Saturday, October 2, 2010

A Long Run Down at the City Jail

Bill Andrews goes to jail every Friday morning. For six years this Memphis man has taken himself to 201 Poplar, downtown Memphis, on a weekly basis. A distinctive man, Bill is tall, good looking and charming. His smile and cheerful greeting infect the faces of guards, visitors, chaplains, counselors and inmates. They are pleased to see him over and over again. Bill voluntarily teaches a class on HIV Prevention and Treatment at 201 Poplar. Teaching up to sixty inmates at a time he begins by making it clear that HIV is a disease that nobody needs to catch. “It’s a problem we all end up paying for.” Bill’s voice has the sound of absolute authority. People listen as he explains the high cost of ignoring this killer disease.

You know Bill’s voice and face from his stage appearances at Playhouse on the Square and at Theatre Memphis. His company, Good Show LLC, designs and builds sets for major events in theater, entertainment and industry within the Memphis area. Bill has enough work and a to-do list that is on-going. Yet this high profile, white, heterosexual, happily married successful business man remains committed to talking to male inmates about risky behaviors like unprotected sex and needle sharing. He explains how the HIV virus most often gets into the human body through mucous membranes, the pink moist places in our bodies. It lives in air-tight places like the inside of human bodies. The virus lives in blood, semen, vaginal fluid, cerebral spinal fluid and breast milk. Bill describes the destruction of the human immune system as untreated HIV infection takes over the body’s defenses. He urges the men to use condoms and to take advantage of multiple opportunities for free HIV testing. As Bill sets up his overhead projector he asks, “How many of you have heard me give this lecture before?” A river of hands, perhaps one third, goes up across the room. “How many of you have heard me give this lecture more than once before?” Eight hands go up in the air. Bill is a common sight and an uncommon warrior in the war against HIV infections. “Nobody is talking about this disease any more. Not the television news and not the printed news. The politicians have forgotten all about it. It used to be up front and center, back when Hollywood was losing its brightest and best to AIDS. The most glamorous and high profile people were all wearing red ribbons and donating large sums of money for research and treatment. But now the newly infected people in our community are mostly poor and African American. The disease is no longer making headlines. It is as if people have stopped caring. But the disease has not gone away. Our silence won’t heal anybody.” Bill refuses to be silent. His commitment to the health and well being of the men in our city jail is awesome.
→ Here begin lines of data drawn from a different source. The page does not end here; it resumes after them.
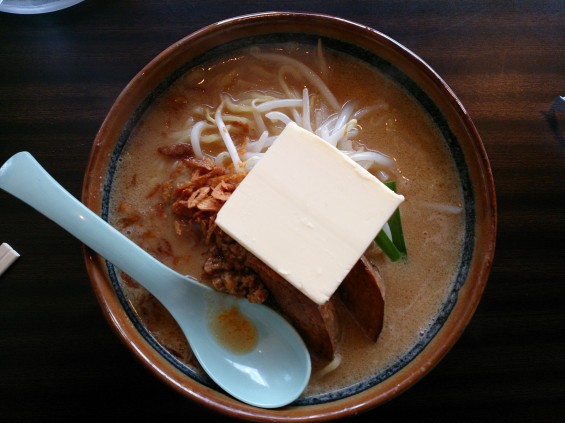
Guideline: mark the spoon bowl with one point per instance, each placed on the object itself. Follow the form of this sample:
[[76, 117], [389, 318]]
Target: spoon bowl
[[271, 373]]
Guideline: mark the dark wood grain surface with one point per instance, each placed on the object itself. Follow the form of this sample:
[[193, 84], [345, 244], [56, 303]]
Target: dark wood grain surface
[[61, 72]]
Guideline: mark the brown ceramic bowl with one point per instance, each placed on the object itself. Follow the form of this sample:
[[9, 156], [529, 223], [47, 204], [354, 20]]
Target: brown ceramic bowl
[[405, 69]]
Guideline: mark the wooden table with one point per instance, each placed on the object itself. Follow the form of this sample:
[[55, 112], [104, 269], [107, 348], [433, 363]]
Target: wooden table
[[61, 72]]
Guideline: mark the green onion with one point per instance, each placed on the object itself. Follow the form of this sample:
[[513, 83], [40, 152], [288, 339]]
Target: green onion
[[395, 248], [388, 247]]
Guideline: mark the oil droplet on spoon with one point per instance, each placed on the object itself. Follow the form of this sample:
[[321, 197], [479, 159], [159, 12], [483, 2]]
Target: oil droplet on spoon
[[233, 330]]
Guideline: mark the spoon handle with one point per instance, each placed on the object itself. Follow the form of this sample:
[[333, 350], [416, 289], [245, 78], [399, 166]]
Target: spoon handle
[[23, 177]]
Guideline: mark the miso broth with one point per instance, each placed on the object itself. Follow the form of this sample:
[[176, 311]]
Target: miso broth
[[432, 215]]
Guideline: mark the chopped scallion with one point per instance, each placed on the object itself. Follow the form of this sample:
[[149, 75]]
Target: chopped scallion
[[394, 248]]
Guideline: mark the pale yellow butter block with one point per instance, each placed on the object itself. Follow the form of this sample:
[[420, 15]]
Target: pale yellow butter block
[[308, 212]]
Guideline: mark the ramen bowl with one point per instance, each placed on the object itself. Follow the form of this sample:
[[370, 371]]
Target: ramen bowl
[[460, 189]]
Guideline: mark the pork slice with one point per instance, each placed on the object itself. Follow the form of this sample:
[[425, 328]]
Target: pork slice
[[362, 293], [318, 324]]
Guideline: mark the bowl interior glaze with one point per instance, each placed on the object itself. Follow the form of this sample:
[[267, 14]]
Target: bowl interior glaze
[[400, 65]]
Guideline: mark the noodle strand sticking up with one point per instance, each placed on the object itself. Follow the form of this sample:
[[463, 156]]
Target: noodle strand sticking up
[[264, 115]]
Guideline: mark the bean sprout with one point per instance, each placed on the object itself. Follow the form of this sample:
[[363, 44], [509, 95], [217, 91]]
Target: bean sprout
[[260, 117]]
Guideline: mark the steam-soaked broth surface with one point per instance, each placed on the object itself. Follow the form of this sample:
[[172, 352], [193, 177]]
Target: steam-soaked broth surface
[[432, 215]]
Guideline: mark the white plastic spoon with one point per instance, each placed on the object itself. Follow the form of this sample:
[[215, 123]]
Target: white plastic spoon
[[272, 375]]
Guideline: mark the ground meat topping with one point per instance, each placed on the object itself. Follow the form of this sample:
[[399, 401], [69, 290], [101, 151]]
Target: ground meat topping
[[197, 202]]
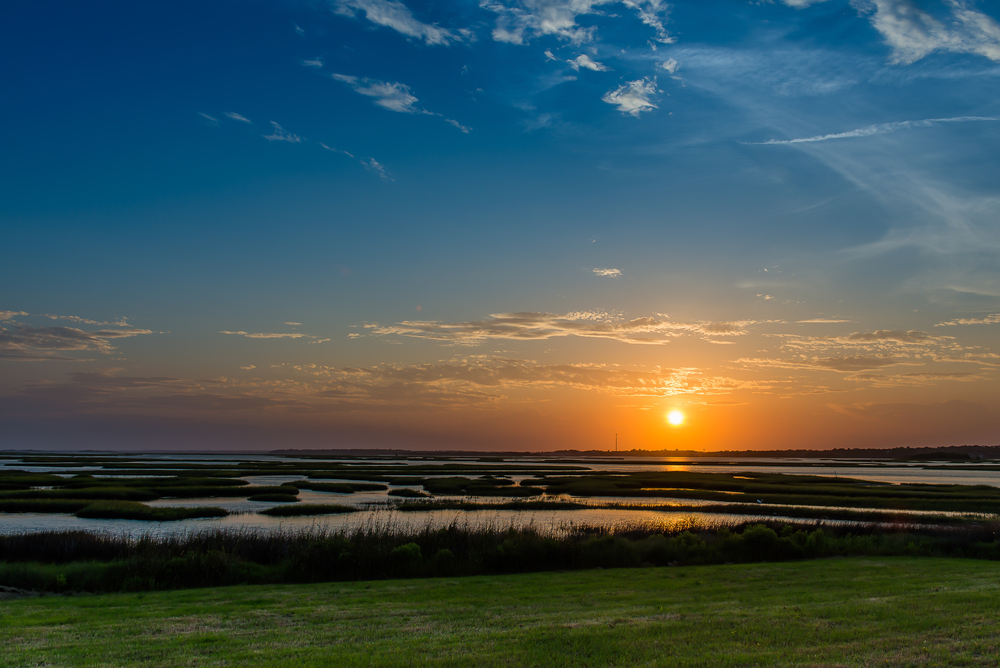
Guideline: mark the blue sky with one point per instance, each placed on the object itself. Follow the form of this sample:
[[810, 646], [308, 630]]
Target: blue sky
[[533, 223]]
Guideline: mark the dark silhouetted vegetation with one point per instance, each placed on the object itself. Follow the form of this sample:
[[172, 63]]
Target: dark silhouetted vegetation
[[130, 510], [76, 560], [308, 509]]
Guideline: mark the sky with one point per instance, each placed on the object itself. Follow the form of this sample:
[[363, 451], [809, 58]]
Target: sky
[[499, 225]]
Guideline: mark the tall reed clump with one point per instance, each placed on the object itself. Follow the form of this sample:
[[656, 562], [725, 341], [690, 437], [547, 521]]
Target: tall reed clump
[[85, 561]]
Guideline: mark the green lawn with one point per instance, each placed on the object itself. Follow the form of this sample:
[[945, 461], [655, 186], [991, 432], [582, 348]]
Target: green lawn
[[834, 612]]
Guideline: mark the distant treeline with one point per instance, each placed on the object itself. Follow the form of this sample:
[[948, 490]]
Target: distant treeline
[[899, 453], [84, 561]]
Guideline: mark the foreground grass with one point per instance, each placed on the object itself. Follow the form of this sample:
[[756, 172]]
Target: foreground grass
[[839, 612]]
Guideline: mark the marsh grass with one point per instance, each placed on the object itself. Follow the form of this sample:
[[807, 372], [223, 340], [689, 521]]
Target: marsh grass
[[408, 493], [308, 509], [341, 487], [380, 547], [282, 498], [130, 510]]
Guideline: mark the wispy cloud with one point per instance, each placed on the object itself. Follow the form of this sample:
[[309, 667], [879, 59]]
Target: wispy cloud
[[912, 33], [880, 129], [398, 17], [335, 150], [845, 364], [393, 96], [539, 326], [373, 165], [29, 343], [988, 320], [269, 335], [584, 61], [821, 321], [670, 65], [520, 21], [9, 315], [633, 97], [280, 134]]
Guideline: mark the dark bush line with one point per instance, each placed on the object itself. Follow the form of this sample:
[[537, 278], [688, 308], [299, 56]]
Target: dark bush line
[[130, 510], [82, 561], [341, 487], [308, 509]]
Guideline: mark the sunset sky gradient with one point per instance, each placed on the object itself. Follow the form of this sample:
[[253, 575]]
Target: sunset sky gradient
[[500, 225]]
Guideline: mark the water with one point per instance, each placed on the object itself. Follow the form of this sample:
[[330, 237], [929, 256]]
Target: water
[[375, 506]]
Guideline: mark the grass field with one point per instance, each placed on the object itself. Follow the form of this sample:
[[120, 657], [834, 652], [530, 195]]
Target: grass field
[[833, 612]]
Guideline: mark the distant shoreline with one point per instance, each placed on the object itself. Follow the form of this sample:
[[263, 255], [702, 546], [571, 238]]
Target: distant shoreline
[[959, 452]]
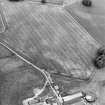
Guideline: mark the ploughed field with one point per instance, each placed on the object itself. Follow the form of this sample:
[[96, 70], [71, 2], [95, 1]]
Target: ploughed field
[[50, 38]]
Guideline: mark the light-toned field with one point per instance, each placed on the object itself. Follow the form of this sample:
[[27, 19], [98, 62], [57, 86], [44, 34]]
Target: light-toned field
[[51, 38]]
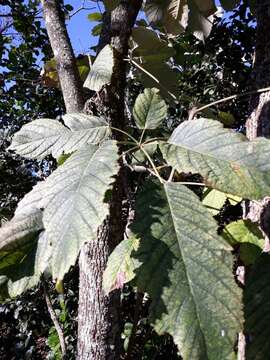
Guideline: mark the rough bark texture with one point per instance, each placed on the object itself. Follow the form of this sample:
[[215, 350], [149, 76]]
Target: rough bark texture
[[66, 64], [98, 315], [258, 124], [98, 322]]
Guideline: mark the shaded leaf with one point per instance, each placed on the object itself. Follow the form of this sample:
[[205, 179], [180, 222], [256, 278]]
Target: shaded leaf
[[165, 79], [187, 270], [101, 71], [229, 4], [150, 46], [149, 110], [94, 17], [257, 309], [75, 206], [248, 236], [42, 137], [226, 160], [120, 266]]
“Your beliefs are your own and I cannot take them away from you,” he maintains the interest of his restless audience in spite of doors clanging, voices calling and machinery humming in the concrete and metal background. “If you believe you can’t get this disease because the only sex you have is getting head, your belief can make you sick. If you believe this disease is passed only by men having sex with men your belief will leave you exposed to the virus when you have unprotected sex with an infected woman. If you believe your HIV diagnosis is a death sentence so you refuse to get treated then your belief will keep you from possibly living long and well on a prescribed regimen of drugs. If you believe that HIV is a virus created by the United States government to get rid of poor black people then I can’t make you believe otherwise. But you can choose not to get this disease, no matter where or how it came into Memphis. You can protect yourself and your partner with a latex condom every time you have sex. There’s no need to change your belief. Just change your behaviors.”

Bill served on the board of Friends for Life for many years. Friends for Life is a local nonprofit that exists to provide services to people living with HIV and AIDS. Bill has seen what the HIV virus can do to people and to the community. He takes his lecture where he finds a captive audience of mostly poor and African American men, many with a history of risky behaviors. There is no way for him to measure the effectiveness of his investment. That does not seem to bother Bill. He believes he is doing a good thing so he keeps presenting the truth about HIV to new, long-term and returning inmates, Friday after Friday.